On an expected line, the Reserve Bank of India (RBI) has decided to hold key rates for the fourth time in row, and continue on its wait-and-watch mode. That being said, the RBI policy repo rate under the liquidity adjustment facility (LAF) is unchanged at 6.5%. Also, the six-member monetary policy committee (MPC) chaired by RBI governor Shaktikanta Das stayed on its 'withdrawal of accommodation' stance to ensure inflation progressively aligns with their target.
After the assessment of the current and evolving macroeconomic situation, the MPC members which commenced their 3-day policy meet from October 4th, decided to keep the policy repo rate under the liquidity adjustment facility (LAF) unchanged at 6.50% on Friday.

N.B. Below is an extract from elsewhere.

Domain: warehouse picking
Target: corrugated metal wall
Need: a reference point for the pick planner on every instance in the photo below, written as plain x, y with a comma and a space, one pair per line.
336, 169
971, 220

This is in-line with expectations of economists in a poll conducted by GoodReturns between September 20-28. RBI resorted to status quo since the start of this fiscal in April, after aggresively hiking rates by 250 basis points cumulatively from May last year until February 2023 to control a stubbornly high CPI inflation.

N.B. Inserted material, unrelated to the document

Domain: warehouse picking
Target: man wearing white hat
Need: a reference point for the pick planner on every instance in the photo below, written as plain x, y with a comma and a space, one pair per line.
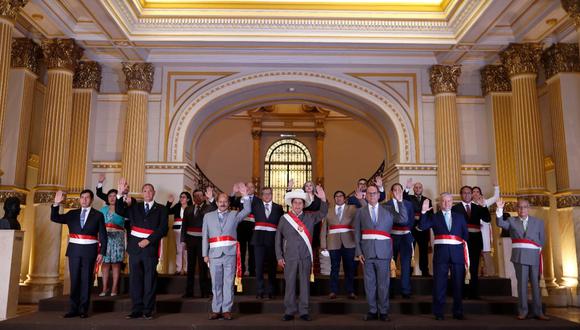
294, 250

Accordingly, the standing deposit facility (SDF) rate remains unchanged at 6.25%, while the marginal standing facility (MSF) rate and the Bank Rate at 6.75%.
MPC also decided by a majority of 5 out of 6 members to remain focused on withdrawal of accommodation to ensure that inflation progressively aligns to the target, while supporting growth.
It needs to be noted that these decisions are in consonance with the objective of achieving the medium-term target for consumer price index (CPI) inflation of 4% within a band of +/- 2%, while supporting growth.
RBI governor Shaktikanta Das said, "Headline inflation had surged in July driven by tomato and other vegetable prices. It corrected partly in August and is expected to see further easing in September on the back of moderation in these prices. A silver lining amidst all these declining core inflation (i.e., CPI excluding food and fuel)."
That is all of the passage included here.